Re-signing Stevie Johnson - Stevie Johnson may not be an elite wide receiver, but he's an adequate No. 1 receiver and Nix did well to lock him up at an under-market rate. Johnson signed a five-year, $36.25 million contract prior to last season. An average salary of $7.25 million may not seem like a bargain, but when comparable players like Vincent Jackson, Dwayne Bowe and Mike Wallace all signed for more than $11 million per season since, the deal looks good for Buffalo.

Cleaning out the roster - It's not as if Nix took over a powerhouse team and reduced it to a 6-10 team. When he took over the Bills, the roster was a mess. It wasn't long before players like Terrell Owens, Trent Edwards and Aaron Maybin were gone as a part of Nix's attempt to rebuild the roster. He brought in talent through both the draft and free agency, but one of Nix's biggest additions may have come off the field. Nix re-tooled the front office, including the hiring of his likely successor, Doug Whaley. Even though his tenure as GM wasn't long, Nix added stability and structure to the Bills.

The Bad

Hiring Chan Gailey - One of Nix's first tasks after taking over as GM was to hire a new head coach. The Bills conducted a lengthy search, with Bill Cowher and Mike Shanahan among the reported candidates. Instead of making the splash hire, Nix hired Gailey, who went 16-32 in three seasons and was fired following the 2012 campaign. The Bills were 5-2 through seven games in 2011, and Gailey looked like an offensive innovator, but things fell apart from there.

Extending Ryan Fitzpatrick's contract - Early on, Fitzpatrick looked like the perfect quarterback to run Gailey's system, and Nix signed him to a six-year, $59 million deal six games into the 2011 season. The wheels came off not long after, and Fitzpatrick went from a promising above-average starter to a grossly overpaid backup quarterback. The Bills released Fitzpatrick just one season into his extension.

Trading Marshawn Lynch - Lynch had some off-the-field issues in Buffalo, and the Bills had running back depth, but Nix still didn't get much value by trading the then 24-year-old running back. The Bills acquired a fourth-round (Chris Hairston) and sixth-round pick (Tank Carder) for Lynch. Hairston started 15 games over two seasons, while Carder was released in training camp. Lynch, meanwhile, is coming off back-to-back seasons with at least 1,200 rushing yards. He ran for 1,590 yards last season, making first-team All-Pro.

The undecided

Signing Mario Williams - Nix's biggest free agent move was signing defensive end Mario Williams to a six-year, $96 million deal. Williams recorded 10.5 sacks during his first season in Buffalo, and how he plays over the final five years will go a long way in determining Nix's legacy.

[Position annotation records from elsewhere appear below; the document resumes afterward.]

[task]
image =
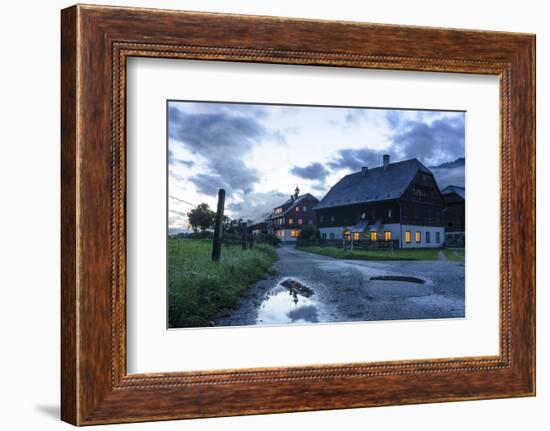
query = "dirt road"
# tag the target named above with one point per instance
(343, 291)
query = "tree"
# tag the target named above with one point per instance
(201, 217)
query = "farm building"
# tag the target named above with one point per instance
(287, 220)
(454, 215)
(398, 202)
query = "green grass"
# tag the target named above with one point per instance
(456, 255)
(401, 254)
(199, 290)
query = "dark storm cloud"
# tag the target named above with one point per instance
(222, 137)
(313, 171)
(354, 115)
(450, 173)
(355, 159)
(432, 143)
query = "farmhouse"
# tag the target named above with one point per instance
(454, 215)
(398, 202)
(287, 220)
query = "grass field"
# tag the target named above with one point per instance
(400, 254)
(200, 290)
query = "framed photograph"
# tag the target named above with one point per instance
(262, 214)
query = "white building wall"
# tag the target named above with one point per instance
(422, 229)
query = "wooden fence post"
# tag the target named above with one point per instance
(218, 227)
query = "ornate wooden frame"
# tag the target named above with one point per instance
(95, 43)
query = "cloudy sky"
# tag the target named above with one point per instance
(259, 153)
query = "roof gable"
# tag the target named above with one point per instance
(378, 184)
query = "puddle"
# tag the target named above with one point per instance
(402, 278)
(289, 301)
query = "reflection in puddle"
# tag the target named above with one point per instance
(284, 304)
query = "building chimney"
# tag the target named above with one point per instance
(386, 158)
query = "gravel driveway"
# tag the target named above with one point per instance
(343, 291)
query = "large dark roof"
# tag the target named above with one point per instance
(378, 184)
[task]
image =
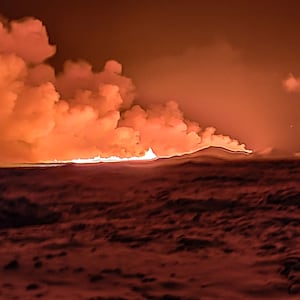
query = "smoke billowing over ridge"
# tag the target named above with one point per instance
(80, 112)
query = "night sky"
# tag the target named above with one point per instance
(223, 61)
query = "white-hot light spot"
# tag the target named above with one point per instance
(149, 155)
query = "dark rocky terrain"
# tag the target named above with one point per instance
(184, 228)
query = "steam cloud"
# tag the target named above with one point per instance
(81, 113)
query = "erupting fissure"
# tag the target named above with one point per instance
(81, 113)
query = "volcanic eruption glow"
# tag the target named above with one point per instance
(81, 115)
(149, 155)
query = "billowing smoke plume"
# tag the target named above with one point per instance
(81, 113)
(292, 84)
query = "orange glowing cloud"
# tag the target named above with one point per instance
(292, 84)
(81, 113)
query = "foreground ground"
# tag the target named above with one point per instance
(172, 229)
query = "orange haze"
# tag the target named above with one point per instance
(81, 113)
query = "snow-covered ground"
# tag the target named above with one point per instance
(182, 228)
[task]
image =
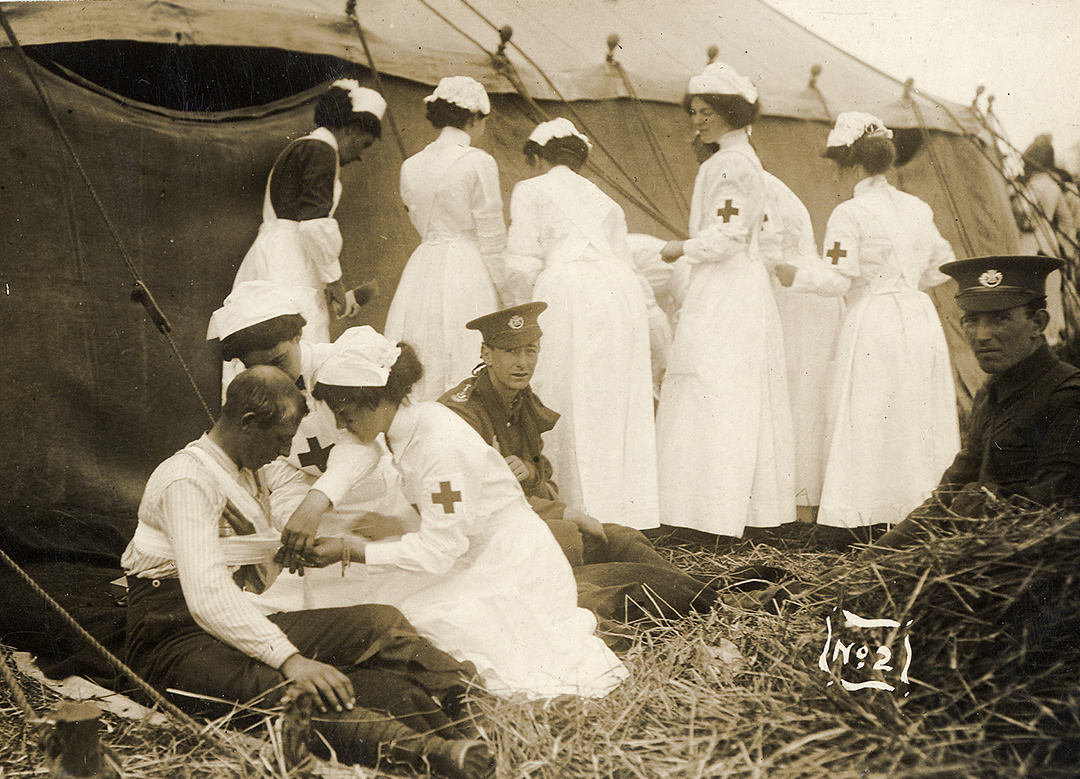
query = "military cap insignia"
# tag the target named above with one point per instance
(462, 394)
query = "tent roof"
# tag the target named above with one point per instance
(558, 46)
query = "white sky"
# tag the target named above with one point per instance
(1025, 52)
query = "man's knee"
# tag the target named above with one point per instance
(569, 539)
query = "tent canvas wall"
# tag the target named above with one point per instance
(94, 397)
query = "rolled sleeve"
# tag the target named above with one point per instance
(191, 516)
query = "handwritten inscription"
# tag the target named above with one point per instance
(861, 653)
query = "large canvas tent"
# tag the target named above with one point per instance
(98, 188)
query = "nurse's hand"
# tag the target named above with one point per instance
(672, 251)
(785, 272)
(520, 468)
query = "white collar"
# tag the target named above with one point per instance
(871, 182)
(736, 137)
(455, 135)
(403, 428)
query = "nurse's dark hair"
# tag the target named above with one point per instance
(268, 393)
(876, 155)
(736, 109)
(406, 372)
(443, 113)
(262, 335)
(569, 150)
(334, 110)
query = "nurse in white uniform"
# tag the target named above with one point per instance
(299, 241)
(568, 249)
(892, 404)
(811, 325)
(483, 578)
(724, 425)
(451, 192)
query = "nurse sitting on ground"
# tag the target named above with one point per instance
(483, 578)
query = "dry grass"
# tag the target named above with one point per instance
(995, 687)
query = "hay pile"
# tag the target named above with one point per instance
(994, 692)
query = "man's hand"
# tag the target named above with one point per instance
(300, 529)
(973, 501)
(336, 298)
(521, 469)
(672, 251)
(785, 272)
(588, 525)
(331, 687)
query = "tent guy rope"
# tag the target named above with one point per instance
(142, 292)
(665, 168)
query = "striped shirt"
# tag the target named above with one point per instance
(183, 500)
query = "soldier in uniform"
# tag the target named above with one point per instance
(1023, 444)
(499, 404)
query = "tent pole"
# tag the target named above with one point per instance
(935, 163)
(656, 211)
(350, 10)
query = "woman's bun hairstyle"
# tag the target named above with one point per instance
(569, 150)
(736, 109)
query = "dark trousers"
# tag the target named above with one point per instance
(404, 685)
(625, 579)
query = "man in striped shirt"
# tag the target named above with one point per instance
(203, 537)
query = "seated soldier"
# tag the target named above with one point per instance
(501, 406)
(203, 537)
(260, 324)
(1022, 445)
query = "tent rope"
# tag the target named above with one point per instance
(350, 10)
(939, 172)
(665, 168)
(651, 209)
(998, 136)
(142, 292)
(103, 652)
(1070, 299)
(502, 66)
(17, 694)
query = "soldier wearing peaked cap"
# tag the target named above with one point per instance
(501, 406)
(1022, 443)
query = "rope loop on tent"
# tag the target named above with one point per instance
(665, 169)
(103, 652)
(642, 201)
(350, 10)
(939, 171)
(143, 292)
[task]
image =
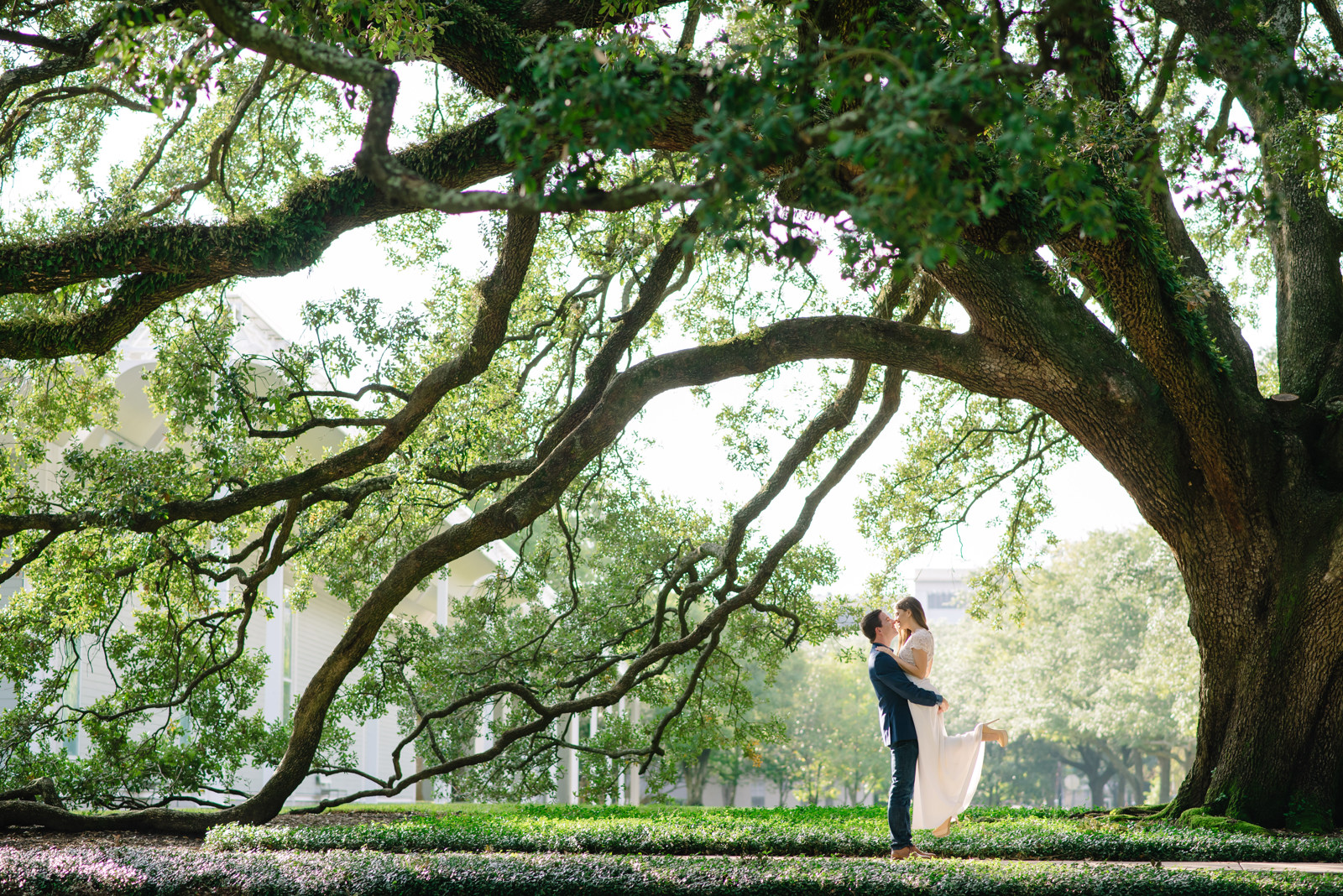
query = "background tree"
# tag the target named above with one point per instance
(1100, 669)
(950, 143)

Drafting EJ Manuel - Nix failed to find a long-term starting quarterback during his first three seasons in Buffalo, but he may have done so in one of his final major moves as a GM. The Bills drafted EJ Manuel with the No. 16 pick in the draft. If Manuel becomes an average or better starting quarterback, Nix will have left Buffalo primed for a successful future. If Manuel struggles, it will be Nix's second major gaffe at quarterback.

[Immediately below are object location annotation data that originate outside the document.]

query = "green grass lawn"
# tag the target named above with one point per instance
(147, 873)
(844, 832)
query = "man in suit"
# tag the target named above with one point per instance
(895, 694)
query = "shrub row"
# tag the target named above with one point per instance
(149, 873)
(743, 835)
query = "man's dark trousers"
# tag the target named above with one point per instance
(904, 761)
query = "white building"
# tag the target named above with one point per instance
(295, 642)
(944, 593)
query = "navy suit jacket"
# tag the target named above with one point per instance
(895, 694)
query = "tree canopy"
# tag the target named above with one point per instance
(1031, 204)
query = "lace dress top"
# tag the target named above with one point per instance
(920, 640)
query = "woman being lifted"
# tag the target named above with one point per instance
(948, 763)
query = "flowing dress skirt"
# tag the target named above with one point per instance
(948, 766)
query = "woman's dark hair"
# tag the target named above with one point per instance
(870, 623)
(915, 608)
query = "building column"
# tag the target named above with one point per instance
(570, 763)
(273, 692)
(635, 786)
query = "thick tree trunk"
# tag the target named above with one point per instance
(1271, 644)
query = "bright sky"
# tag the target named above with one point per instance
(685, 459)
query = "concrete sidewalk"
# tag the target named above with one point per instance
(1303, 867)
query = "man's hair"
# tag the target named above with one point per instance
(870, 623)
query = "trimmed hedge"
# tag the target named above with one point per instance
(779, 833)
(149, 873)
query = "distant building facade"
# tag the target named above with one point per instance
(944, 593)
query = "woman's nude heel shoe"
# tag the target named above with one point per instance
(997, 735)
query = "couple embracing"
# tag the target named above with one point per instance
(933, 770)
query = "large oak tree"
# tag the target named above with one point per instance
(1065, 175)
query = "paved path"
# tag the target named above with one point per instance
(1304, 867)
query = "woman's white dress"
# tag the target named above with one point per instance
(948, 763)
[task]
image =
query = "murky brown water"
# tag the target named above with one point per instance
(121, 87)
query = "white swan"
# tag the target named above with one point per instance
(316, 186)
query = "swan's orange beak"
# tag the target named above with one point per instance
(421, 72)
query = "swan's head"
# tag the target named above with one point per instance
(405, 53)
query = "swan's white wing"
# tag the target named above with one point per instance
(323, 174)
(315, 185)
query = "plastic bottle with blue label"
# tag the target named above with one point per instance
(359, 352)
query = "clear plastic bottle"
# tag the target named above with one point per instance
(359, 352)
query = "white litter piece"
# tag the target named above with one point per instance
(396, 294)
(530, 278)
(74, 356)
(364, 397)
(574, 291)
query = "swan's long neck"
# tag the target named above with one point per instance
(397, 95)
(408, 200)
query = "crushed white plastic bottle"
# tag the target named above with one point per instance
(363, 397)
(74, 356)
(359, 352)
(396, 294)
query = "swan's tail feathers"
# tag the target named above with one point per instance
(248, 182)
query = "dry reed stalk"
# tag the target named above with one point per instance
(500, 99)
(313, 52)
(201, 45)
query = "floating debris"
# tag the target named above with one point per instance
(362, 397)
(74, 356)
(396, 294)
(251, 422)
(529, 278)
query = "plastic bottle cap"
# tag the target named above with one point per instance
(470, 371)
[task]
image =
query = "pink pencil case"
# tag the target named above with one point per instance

Hiring Doug Marrone - Hiring Gailey didn't work out for Nix and the Bills, but the verdict is still out on Marrone. Like he did before he hired Gailey, Nix interviewed several big-name candidates before choosing the lesser-known Marrone. If Marrone and Manuel succeed, Nix will have left Buffalo with a head coach and a franchise quarterback. If not, the Bills could be in the market for both in three more seasons.

Nix's tenure as general manger may not have been glamorous, but he took a lot of necessary lumps and laid a lot of groundwork for the Bills. Buffalo has talent, and if the new coaching staff and quarterback pan out, the Bills could be much improved next season and beyond. If, however, the opposite happens, and the Bills are forced to go through another complete overhaul, Nix's tenure may be looked at as much worse than a botched phone call and a bad contract.